Sibylla shrieked—a pretty little shriek of affectation. “Lionel, why do you let him say such things to me? He means amputated arms and legs.”

“I’m sure I didn’t,” said Jan. “I meant models. They’d not let the other things pass the customs. Have you brought a dress a-piece for Deb and Amilly?”

“No,” said Sibylla, looking up in some consternation. “I never thought about it.”

“Won’t they be disappointed, then! They have counted upon it, I can tell you.

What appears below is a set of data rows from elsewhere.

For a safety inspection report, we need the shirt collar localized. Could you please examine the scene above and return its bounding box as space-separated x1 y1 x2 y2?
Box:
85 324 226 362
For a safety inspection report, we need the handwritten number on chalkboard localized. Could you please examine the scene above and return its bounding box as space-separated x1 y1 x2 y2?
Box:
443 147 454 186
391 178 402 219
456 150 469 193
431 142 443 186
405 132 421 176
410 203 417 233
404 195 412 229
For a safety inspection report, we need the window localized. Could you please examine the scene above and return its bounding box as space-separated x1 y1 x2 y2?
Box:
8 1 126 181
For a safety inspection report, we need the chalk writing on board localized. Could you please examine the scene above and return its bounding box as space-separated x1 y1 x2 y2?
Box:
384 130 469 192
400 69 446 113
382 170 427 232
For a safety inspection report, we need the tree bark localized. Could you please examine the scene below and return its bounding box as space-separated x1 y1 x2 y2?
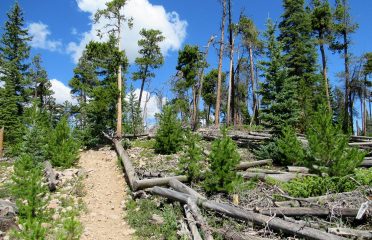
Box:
150 187 345 240
258 207 358 218
214 0 226 127
116 18 123 139
319 32 332 111
44 161 57 192
0 127 4 158
249 44 258 126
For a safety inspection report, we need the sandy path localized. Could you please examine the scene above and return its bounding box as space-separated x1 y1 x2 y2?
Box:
80 149 133 240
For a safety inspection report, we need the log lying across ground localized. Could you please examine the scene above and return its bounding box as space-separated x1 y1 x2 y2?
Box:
149 187 346 240
258 207 358 218
328 228 372 239
103 133 187 191
44 161 57 192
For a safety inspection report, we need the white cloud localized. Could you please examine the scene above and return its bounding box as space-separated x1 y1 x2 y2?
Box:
50 79 76 104
125 88 166 120
67 0 187 62
28 22 62 52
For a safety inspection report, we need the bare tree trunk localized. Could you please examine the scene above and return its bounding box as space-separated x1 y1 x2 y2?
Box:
319 33 332 111
344 32 353 132
226 0 234 125
214 0 226 127
116 22 123 138
249 45 257 126
0 127 4 158
193 36 214 131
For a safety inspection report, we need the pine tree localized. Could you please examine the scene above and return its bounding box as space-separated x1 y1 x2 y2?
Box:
178 131 202 182
311 0 333 110
155 106 183 154
259 19 300 132
173 45 206 129
0 2 31 144
46 116 80 168
12 154 47 240
331 0 358 132
279 0 319 129
204 129 241 193
133 29 165 107
30 55 54 109
306 106 365 176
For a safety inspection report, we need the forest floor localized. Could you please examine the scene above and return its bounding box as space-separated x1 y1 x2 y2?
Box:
79 148 134 240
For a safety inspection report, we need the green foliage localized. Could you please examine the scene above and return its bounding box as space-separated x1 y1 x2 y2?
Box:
126 199 183 240
276 126 306 165
306 106 365 176
155 106 183 154
47 117 80 168
12 154 47 239
178 131 202 182
259 19 300 131
204 129 241 193
279 0 321 128
281 169 372 198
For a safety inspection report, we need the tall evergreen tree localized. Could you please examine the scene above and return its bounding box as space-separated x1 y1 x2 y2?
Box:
331 0 358 131
259 19 299 132
279 0 319 128
311 0 332 110
94 0 133 138
0 2 31 143
174 45 206 126
133 29 165 107
30 55 53 109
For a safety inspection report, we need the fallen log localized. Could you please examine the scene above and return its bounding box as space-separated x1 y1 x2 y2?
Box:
328 228 372 239
44 161 57 192
287 166 310 173
258 207 358 218
236 159 273 170
187 198 213 240
150 187 345 240
133 176 188 190
103 133 137 191
183 204 203 240
359 160 372 167
169 178 205 199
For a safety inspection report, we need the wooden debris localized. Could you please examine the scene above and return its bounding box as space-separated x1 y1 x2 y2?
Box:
44 161 57 192
328 228 372 239
183 204 203 240
258 207 358 218
150 187 345 240
236 159 273 170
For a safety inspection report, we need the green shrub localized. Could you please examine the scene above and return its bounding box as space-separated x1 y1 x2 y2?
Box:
12 154 47 239
47 117 80 168
155 106 183 154
276 126 306 165
204 129 241 193
178 131 202 182
306 106 365 176
281 169 372 198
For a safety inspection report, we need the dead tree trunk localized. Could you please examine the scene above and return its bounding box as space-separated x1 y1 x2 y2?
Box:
150 187 345 240
214 0 226 126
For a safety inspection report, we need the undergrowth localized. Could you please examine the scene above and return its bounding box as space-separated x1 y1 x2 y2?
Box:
126 199 187 240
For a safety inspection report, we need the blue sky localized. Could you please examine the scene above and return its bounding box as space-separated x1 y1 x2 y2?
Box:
0 0 372 122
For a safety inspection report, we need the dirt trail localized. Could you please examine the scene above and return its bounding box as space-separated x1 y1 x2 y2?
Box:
80 149 133 240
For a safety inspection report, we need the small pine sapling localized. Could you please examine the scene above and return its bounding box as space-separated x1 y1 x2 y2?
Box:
306 106 365 176
276 126 306 165
12 154 47 239
179 131 202 182
155 106 183 154
204 129 241 193
47 117 80 168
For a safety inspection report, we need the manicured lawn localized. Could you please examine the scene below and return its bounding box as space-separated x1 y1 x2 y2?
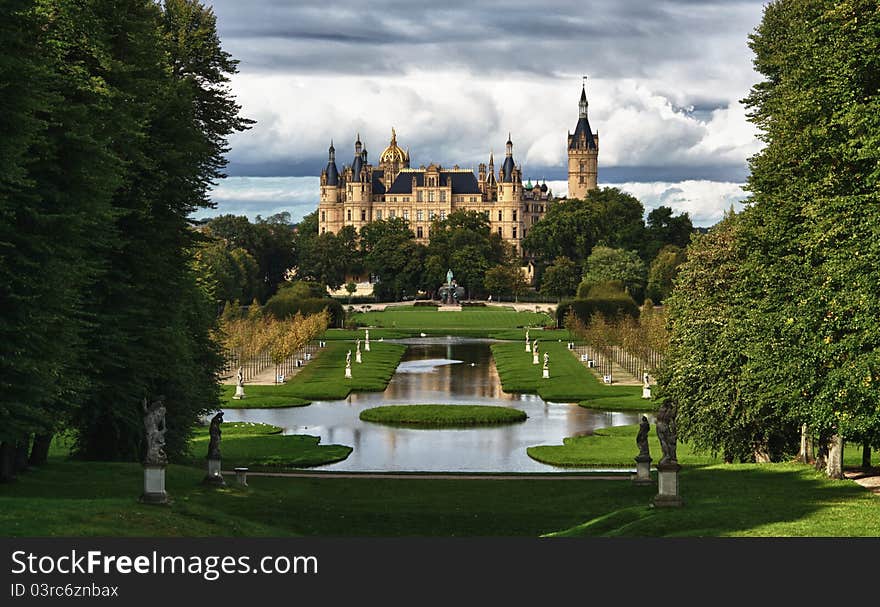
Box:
353 306 555 332
360 405 527 428
492 340 656 411
190 422 352 470
527 424 720 468
221 339 406 408
0 459 880 537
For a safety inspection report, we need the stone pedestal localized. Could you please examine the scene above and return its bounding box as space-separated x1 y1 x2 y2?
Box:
140 466 170 505
632 455 654 485
202 459 226 487
652 462 684 508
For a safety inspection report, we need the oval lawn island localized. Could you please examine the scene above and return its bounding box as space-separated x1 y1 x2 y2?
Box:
360 405 527 428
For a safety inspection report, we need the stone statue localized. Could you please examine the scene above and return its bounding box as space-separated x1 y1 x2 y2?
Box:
143 396 168 466
208 411 223 459
636 415 651 460
654 403 678 464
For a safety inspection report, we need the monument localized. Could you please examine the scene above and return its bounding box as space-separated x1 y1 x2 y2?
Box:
438 269 465 310
632 415 651 485
653 403 684 508
232 367 244 400
140 396 168 504
202 411 226 487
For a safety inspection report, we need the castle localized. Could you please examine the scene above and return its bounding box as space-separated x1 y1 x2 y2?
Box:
318 83 599 254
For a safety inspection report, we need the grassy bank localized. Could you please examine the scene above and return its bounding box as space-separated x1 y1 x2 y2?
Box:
527 424 720 468
492 341 656 411
190 422 352 470
360 405 527 428
0 459 880 537
221 339 406 408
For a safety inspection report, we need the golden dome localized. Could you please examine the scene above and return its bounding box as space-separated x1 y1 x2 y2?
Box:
379 127 409 164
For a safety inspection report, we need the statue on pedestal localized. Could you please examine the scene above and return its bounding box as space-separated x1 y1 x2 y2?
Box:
143 396 168 466
208 411 223 459
636 415 651 461
655 403 678 465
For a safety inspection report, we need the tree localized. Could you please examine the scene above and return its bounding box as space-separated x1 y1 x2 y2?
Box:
582 246 647 301
541 256 580 299
647 245 686 304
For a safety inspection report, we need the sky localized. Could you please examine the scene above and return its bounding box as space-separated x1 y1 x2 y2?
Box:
198 0 763 226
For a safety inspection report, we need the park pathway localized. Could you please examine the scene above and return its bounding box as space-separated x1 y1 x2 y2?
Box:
223 470 635 481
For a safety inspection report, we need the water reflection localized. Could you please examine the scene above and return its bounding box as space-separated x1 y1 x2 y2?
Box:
224 338 641 472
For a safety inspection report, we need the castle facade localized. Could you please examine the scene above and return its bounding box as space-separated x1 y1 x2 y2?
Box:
318 83 599 254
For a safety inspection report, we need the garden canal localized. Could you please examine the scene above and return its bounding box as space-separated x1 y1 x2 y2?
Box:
225 337 641 472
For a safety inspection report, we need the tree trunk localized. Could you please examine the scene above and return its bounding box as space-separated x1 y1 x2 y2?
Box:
13 437 30 474
29 434 52 466
825 434 843 479
0 441 15 483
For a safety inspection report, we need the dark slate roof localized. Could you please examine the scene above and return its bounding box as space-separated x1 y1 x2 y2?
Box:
327 160 339 185
501 156 514 183
373 169 385 194
386 171 480 194
568 116 597 150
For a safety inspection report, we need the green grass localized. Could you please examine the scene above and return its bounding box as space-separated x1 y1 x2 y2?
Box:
527 425 720 467
492 341 656 411
360 405 527 428
353 307 555 339
0 458 880 537
190 422 352 470
221 339 406 408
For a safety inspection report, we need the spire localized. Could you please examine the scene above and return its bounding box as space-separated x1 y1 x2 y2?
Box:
578 76 589 118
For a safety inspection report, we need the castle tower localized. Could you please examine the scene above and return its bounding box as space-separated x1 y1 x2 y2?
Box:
568 87 599 199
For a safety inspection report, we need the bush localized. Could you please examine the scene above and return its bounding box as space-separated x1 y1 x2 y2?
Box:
556 294 639 327
263 296 345 327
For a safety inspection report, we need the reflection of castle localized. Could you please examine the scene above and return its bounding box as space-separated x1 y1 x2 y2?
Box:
318 83 599 252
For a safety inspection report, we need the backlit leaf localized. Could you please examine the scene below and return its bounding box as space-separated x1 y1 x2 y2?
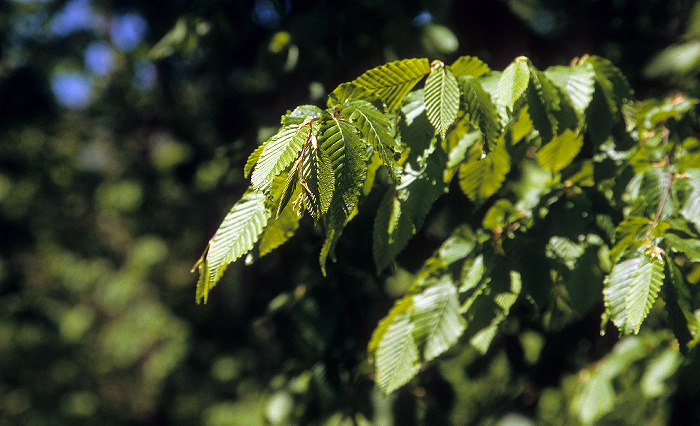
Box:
197 191 270 303
459 138 510 204
450 56 490 77
537 129 583 173
250 124 309 189
425 66 459 139
411 282 465 361
498 56 530 110
352 58 430 111
603 253 664 334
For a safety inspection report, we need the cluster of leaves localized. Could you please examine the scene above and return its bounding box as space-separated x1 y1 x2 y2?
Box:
196 56 700 393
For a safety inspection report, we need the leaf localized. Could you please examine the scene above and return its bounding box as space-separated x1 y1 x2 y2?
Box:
319 119 367 276
544 62 595 114
299 136 335 220
281 105 323 126
326 83 377 107
450 56 491 77
537 129 583 173
526 66 578 142
498 56 530 110
352 58 430 112
460 78 501 151
610 216 651 262
243 139 270 178
663 229 700 262
603 254 664 334
459 137 510 205
664 259 700 354
250 124 309 189
259 186 300 256
411 282 465 361
340 100 401 182
375 314 420 394
197 190 270 303
425 66 459 139
372 146 446 273
681 169 700 230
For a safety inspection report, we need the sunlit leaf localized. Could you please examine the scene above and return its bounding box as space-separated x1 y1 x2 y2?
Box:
603 254 664 334
352 58 430 111
459 138 510 204
498 57 530 110
537 129 583 173
450 56 490 77
425 66 459 139
197 191 270 303
411 279 465 361
460 77 501 151
544 63 595 114
250 125 309 189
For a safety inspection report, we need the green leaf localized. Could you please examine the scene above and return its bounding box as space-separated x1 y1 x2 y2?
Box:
352 58 430 112
663 229 700 262
603 254 664 334
681 169 700 230
425 66 459 139
664 259 700 354
498 56 530 110
281 105 323 126
610 216 651 262
258 186 300 256
340 100 401 182
250 124 309 189
326 83 377 107
319 119 368 276
526 66 578 142
299 140 335 220
372 146 446 273
459 77 501 151
450 56 491 77
411 282 465 361
197 191 270 303
537 129 583 173
459 138 510 205
544 63 595 114
243 139 270 178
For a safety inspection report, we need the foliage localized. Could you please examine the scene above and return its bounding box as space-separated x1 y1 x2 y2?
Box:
0 0 700 426
197 48 700 408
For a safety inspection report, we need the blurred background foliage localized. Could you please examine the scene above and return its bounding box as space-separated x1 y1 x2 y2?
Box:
0 0 700 425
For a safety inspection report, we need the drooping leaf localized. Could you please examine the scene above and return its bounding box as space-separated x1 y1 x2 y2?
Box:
197 191 270 303
498 56 530 110
368 296 420 394
544 62 595 114
340 100 401 182
250 124 309 189
258 185 300 256
326 83 377 107
460 77 501 151
537 129 583 173
372 146 446 273
459 137 510 204
243 139 270 178
411 282 465 361
610 216 651 262
299 136 335 220
526 66 578 142
603 253 664 334
425 66 459 139
319 119 367 275
450 56 490 77
352 58 430 112
281 105 323 126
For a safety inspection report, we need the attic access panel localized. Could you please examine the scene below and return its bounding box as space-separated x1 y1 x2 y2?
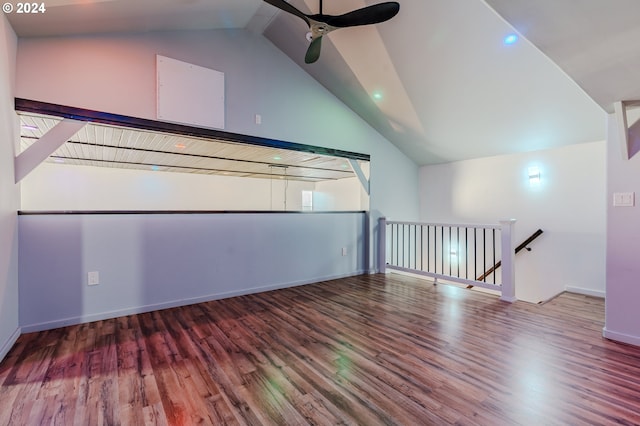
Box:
16 99 369 182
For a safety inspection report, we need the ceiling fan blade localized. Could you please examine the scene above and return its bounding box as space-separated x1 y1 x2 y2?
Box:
304 36 322 64
264 0 309 25
328 0 400 27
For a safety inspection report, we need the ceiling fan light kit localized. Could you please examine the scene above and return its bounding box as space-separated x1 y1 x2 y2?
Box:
264 0 400 64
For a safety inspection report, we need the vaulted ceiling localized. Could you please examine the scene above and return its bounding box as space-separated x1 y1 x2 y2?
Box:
7 0 640 165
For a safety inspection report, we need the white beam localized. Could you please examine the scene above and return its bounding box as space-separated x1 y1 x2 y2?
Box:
613 101 631 160
349 159 371 195
14 118 87 183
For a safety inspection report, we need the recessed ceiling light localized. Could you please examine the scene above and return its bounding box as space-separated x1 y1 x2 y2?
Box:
502 34 518 44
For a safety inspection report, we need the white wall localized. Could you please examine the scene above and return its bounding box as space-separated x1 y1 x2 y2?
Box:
16 30 418 266
603 115 640 346
0 14 20 360
420 142 606 302
19 213 366 331
20 163 366 211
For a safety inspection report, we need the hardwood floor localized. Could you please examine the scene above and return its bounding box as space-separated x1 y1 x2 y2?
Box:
0 274 640 425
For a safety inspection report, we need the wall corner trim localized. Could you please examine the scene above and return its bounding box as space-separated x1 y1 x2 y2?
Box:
0 327 22 362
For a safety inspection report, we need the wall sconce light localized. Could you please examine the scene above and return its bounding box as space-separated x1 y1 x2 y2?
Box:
529 166 540 186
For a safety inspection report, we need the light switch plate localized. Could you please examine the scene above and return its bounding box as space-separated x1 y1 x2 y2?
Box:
613 192 635 207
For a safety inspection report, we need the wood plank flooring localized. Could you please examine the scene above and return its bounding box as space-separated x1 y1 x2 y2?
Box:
0 274 640 426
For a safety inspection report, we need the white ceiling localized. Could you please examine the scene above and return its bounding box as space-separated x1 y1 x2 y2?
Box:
7 0 640 165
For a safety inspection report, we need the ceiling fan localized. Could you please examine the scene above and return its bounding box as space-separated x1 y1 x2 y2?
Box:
264 0 400 64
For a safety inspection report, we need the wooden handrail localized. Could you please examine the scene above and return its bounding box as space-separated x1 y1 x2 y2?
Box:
467 229 543 288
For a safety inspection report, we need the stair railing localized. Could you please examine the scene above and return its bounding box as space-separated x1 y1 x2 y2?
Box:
467 229 543 288
378 218 516 302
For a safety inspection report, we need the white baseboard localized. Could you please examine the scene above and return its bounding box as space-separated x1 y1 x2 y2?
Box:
18 270 365 335
0 327 22 361
602 328 640 346
565 287 607 299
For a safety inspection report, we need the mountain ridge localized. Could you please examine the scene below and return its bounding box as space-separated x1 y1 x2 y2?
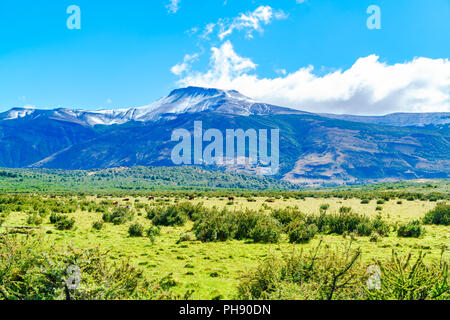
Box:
0 87 450 186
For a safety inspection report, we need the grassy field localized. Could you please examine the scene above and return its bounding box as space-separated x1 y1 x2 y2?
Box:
0 195 450 299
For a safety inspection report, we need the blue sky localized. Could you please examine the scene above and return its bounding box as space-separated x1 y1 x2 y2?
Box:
0 0 450 114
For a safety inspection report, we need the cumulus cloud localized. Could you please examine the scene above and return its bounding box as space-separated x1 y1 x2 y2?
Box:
170 53 199 76
202 6 287 40
166 0 181 13
173 41 450 115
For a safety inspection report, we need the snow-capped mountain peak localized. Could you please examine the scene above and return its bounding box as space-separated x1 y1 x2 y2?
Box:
0 87 302 126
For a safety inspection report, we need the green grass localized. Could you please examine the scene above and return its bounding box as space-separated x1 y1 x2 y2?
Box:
0 197 450 299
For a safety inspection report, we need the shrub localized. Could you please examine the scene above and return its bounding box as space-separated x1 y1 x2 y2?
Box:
370 231 380 242
193 209 237 242
363 250 450 301
55 216 75 230
288 221 318 243
238 245 362 300
128 222 144 237
229 210 265 240
177 232 195 243
92 221 103 230
103 208 134 225
27 213 42 226
249 217 281 243
146 226 161 243
423 203 450 226
397 221 425 238
0 236 189 301
152 205 187 227
50 212 66 224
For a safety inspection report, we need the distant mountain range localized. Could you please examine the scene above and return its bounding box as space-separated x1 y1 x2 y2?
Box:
0 87 450 186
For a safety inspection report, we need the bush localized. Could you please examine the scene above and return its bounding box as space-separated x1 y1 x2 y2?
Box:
288 221 319 243
146 226 161 243
363 251 450 301
249 217 281 243
103 208 134 225
177 232 196 243
152 205 187 227
27 213 42 226
92 221 103 230
193 209 237 242
238 245 362 300
50 212 66 224
55 216 75 231
0 236 188 301
397 221 425 238
423 203 450 226
128 222 144 237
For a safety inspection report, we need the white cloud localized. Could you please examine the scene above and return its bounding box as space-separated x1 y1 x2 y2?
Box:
202 6 287 40
170 53 199 76
166 0 181 13
175 41 450 114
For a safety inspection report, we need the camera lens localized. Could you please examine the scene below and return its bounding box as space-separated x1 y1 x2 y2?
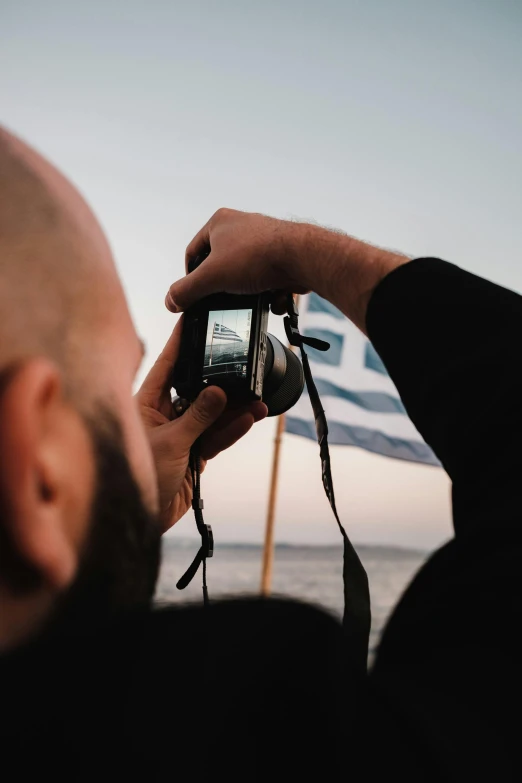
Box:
263 334 304 416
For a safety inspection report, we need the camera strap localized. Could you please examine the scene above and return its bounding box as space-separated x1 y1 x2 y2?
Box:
176 440 214 606
284 294 371 671
176 294 371 671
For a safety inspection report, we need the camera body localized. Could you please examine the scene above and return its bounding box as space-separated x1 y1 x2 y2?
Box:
172 256 304 416
172 294 270 402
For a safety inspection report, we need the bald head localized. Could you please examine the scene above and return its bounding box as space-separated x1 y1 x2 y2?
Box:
0 129 123 398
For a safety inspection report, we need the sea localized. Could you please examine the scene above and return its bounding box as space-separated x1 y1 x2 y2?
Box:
155 536 429 661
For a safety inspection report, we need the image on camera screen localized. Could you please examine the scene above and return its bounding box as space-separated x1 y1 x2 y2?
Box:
203 310 252 378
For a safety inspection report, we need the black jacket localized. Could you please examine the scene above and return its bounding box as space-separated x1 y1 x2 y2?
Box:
0 259 522 782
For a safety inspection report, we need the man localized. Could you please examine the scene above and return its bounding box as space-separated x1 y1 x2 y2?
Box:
0 129 522 780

They can’t afford to buy themselves much, you know: the doctor keeps them so short,” added Jan.

“I would have brought them something, if I had thought of it; I would, indeed!” exclaimed Sibylla, in an accent of contrition. “Is it not a pity, Lionel?”

“I wish you had,” replied Lionel. “Can you give them nothing of what you have brought?”

“Well—I—must—consider,” hesitated Sibylla, who was essentially selfish. “The things are so beautiful; so expensive: they are scarcely suited to Deborah and Amilly.”

“Why not?” questioned Jan.

“You have not a bit of sense, Jan,” grumbled Sibylla. “Things chosen to suit me, won’t suit them.”

“Why not?” repeated Jan, obstinately.

“There never was any one like you, Jan, for stupidity,” was Sibylla’s retort. “I am young and pretty, and a bride; and they are two faded old maids.”